Xavier : Pensez-vous qu'une escalade violente des manifestations est à craindre ? Le déploiement massif des forces de sécurité russe est-il suivi d'une répression brutale ou s'agit-il "simplement" d'éviter les débordements ?
Marie Jégo : La manifestation de samedi 10 décembre est autorisée. Il ne devrait donc pas y avoir de débordement dès lors que les manifestants restent dans le périmètre autorisé. D'importantes forces de l'ordre seront déployées, comme toujours, pour empêcher justement les débordements. Ici, à Moscou, nombreuses sont les personnes qui disent craindre une provocation.

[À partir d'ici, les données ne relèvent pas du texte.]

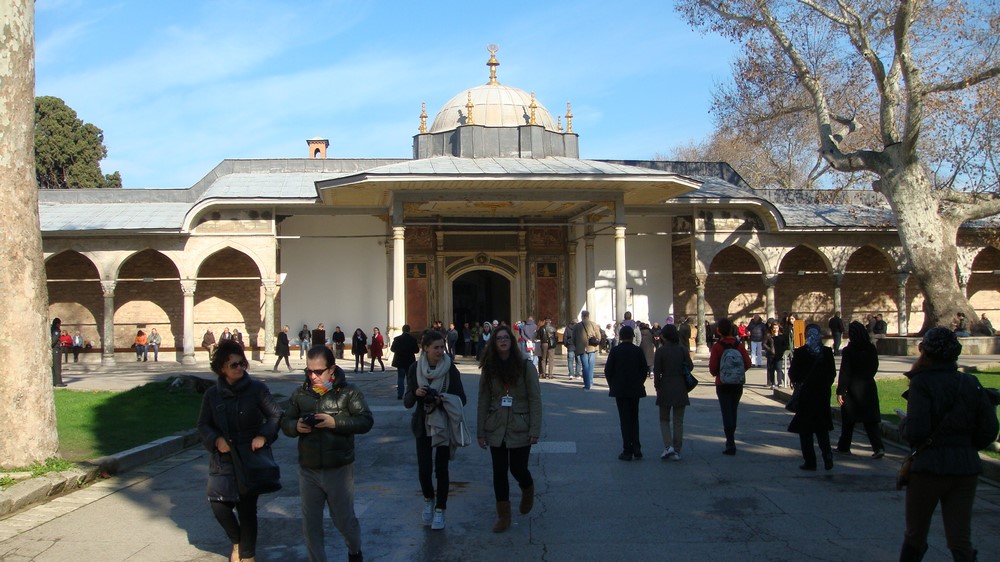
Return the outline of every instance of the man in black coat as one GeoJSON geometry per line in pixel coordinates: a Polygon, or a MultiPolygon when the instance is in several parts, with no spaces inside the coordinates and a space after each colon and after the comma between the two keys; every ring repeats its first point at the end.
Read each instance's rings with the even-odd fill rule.
{"type": "Polygon", "coordinates": [[[840,311],[833,313],[828,324],[830,335],[833,336],[833,354],[840,355],[840,342],[844,337],[844,320],[840,317],[840,311]]]}
{"type": "Polygon", "coordinates": [[[402,400],[406,390],[406,372],[410,370],[410,365],[417,362],[417,353],[420,353],[420,344],[417,338],[410,335],[409,324],[403,324],[403,333],[392,339],[389,351],[392,352],[392,366],[396,368],[396,400],[402,400]]]}
{"type": "Polygon", "coordinates": [[[618,334],[621,343],[608,353],[604,364],[604,378],[608,381],[608,396],[618,406],[618,420],[622,428],[622,452],[618,458],[630,461],[642,458],[639,444],[639,399],[646,395],[646,375],[649,364],[646,355],[632,343],[635,330],[622,326],[618,334]]]}

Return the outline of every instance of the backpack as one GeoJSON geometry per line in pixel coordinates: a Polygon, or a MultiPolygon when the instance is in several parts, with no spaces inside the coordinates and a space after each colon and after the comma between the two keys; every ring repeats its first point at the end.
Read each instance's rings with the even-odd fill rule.
{"type": "Polygon", "coordinates": [[[764,339],[764,325],[761,323],[756,323],[753,328],[750,328],[750,339],[752,341],[763,341],[764,339]]]}
{"type": "Polygon", "coordinates": [[[745,384],[746,381],[743,354],[735,346],[727,346],[722,352],[722,357],[719,358],[719,382],[722,384],[745,384]]]}

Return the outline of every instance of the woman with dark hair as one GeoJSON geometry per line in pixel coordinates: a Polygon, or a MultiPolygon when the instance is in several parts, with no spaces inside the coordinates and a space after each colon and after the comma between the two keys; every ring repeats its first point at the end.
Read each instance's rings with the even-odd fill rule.
{"type": "Polygon", "coordinates": [[[52,386],[63,388],[66,383],[62,380],[62,343],[59,338],[62,336],[62,320],[52,319],[52,326],[49,327],[49,342],[52,346],[52,386]]]}
{"type": "Polygon", "coordinates": [[[736,454],[736,417],[743,397],[746,371],[750,368],[750,354],[736,339],[733,321],[719,318],[715,326],[718,336],[708,357],[708,372],[715,377],[715,395],[722,411],[722,430],[726,434],[724,455],[736,454]],[[730,353],[735,351],[735,353],[730,353]],[[740,363],[742,359],[742,363],[740,363]]]}
{"type": "Polygon", "coordinates": [[[906,373],[910,389],[899,424],[913,453],[906,487],[906,533],[901,561],[917,561],[927,551],[927,532],[937,504],[948,549],[955,560],[976,560],[972,548],[972,504],[983,471],[978,451],[997,437],[996,406],[979,379],[958,370],[962,344],[948,328],[931,328],[920,342],[920,357],[906,373]]]}
{"type": "Polygon", "coordinates": [[[660,435],[663,437],[661,459],[681,460],[684,442],[684,409],[688,399],[687,373],[694,369],[691,354],[681,345],[677,326],[667,324],[660,330],[660,347],[653,355],[653,388],[660,410],[660,435]],[[673,432],[670,422],[673,420],[673,432]]]}
{"type": "Polygon", "coordinates": [[[424,524],[431,529],[444,529],[444,512],[448,508],[448,461],[451,460],[451,443],[435,446],[428,432],[428,418],[439,415],[439,408],[446,408],[445,401],[466,402],[461,373],[445,353],[444,334],[435,330],[424,332],[420,341],[420,357],[406,373],[406,392],[403,406],[413,408],[410,428],[417,444],[417,475],[424,494],[424,524]],[[433,458],[432,458],[433,457],[433,458]],[[431,478],[437,475],[437,494],[431,478]]]}
{"type": "Polygon", "coordinates": [[[149,338],[146,336],[146,332],[143,332],[142,330],[136,332],[135,342],[133,343],[133,347],[135,347],[136,361],[145,361],[148,358],[146,355],[146,341],[148,339],[149,338]]]}
{"type": "Polygon", "coordinates": [[[278,438],[281,408],[267,385],[250,378],[243,346],[219,343],[212,356],[215,386],[205,391],[198,432],[208,449],[208,500],[212,514],[233,544],[230,560],[253,560],[257,549],[257,495],[240,494],[232,448],[249,443],[251,451],[278,438]],[[235,513],[233,512],[235,510],[235,513]]]}
{"type": "Polygon", "coordinates": [[[840,359],[840,379],[837,381],[837,403],[840,404],[841,418],[837,452],[851,454],[854,424],[860,422],[868,434],[872,458],[880,459],[885,456],[885,447],[882,445],[882,431],[879,428],[882,414],[879,410],[878,387],[875,386],[878,351],[861,322],[850,323],[847,338],[848,344],[840,359]]]}
{"type": "MultiPolygon", "coordinates": [[[[375,360],[378,359],[378,364],[382,367],[382,372],[385,372],[385,363],[382,362],[382,349],[385,348],[385,338],[382,337],[382,332],[379,331],[378,326],[372,328],[372,344],[369,348],[371,353],[372,364],[369,369],[370,372],[375,372],[375,360]]],[[[364,365],[362,369],[364,370],[364,365]]]]}
{"type": "Polygon", "coordinates": [[[365,372],[365,353],[367,353],[367,348],[368,335],[361,328],[354,330],[354,335],[351,336],[351,355],[354,356],[355,373],[365,372]]]}
{"type": "Polygon", "coordinates": [[[489,446],[493,460],[497,503],[493,532],[499,533],[510,527],[508,470],[521,488],[518,510],[526,514],[534,506],[535,483],[528,471],[528,456],[542,432],[542,394],[538,371],[514,344],[509,326],[494,330],[479,367],[476,432],[479,446],[489,446]]]}
{"type": "Polygon", "coordinates": [[[830,431],[833,418],[830,412],[830,386],[837,378],[833,349],[823,345],[823,332],[816,324],[806,326],[806,344],[792,352],[788,378],[798,394],[795,417],[788,424],[788,431],[799,434],[802,446],[802,470],[816,470],[816,450],[813,435],[823,455],[823,468],[833,468],[833,451],[830,450],[830,431]]]}
{"type": "Polygon", "coordinates": [[[278,343],[274,345],[274,354],[278,356],[278,359],[274,362],[274,368],[271,369],[275,373],[278,372],[278,365],[281,364],[281,360],[285,360],[285,366],[288,367],[288,372],[292,372],[292,364],[288,362],[288,356],[292,354],[291,349],[288,346],[288,326],[285,326],[278,332],[278,343]]]}

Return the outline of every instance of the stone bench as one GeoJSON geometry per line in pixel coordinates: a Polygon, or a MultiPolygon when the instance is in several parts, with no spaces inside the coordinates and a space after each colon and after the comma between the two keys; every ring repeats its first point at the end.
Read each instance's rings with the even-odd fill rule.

On ne peut malheureusement rien exclure. Mais mon sentiment, c'est que l'opposition et le Kremlin n'ont pas intérêt à jeter de l'huile sur le feu.
Il y a une incertitude. La manifestation était au départ prévue place de la Révolution pour 300 personnes, car en Russie, les autorités et les organisateurs doivent s'entendre sur le nombre de participants avant la manifestation. Comme la place de la Révolution est petite, lorsque 34 000 personnes ont répondu présent, la municipalité de Moscou a proposé un autre lieu, la place du Marécage, plus vaste. Des opposants obstinés, comme Edouard Limonov, chef du Parti "L'Autre Russie", a appelé ses militants à aller place de la Révolution et à marcher dans Moscou vers l'autre lieu de rassemblement. Si cela se passe, il y aura probablement des échauffourées.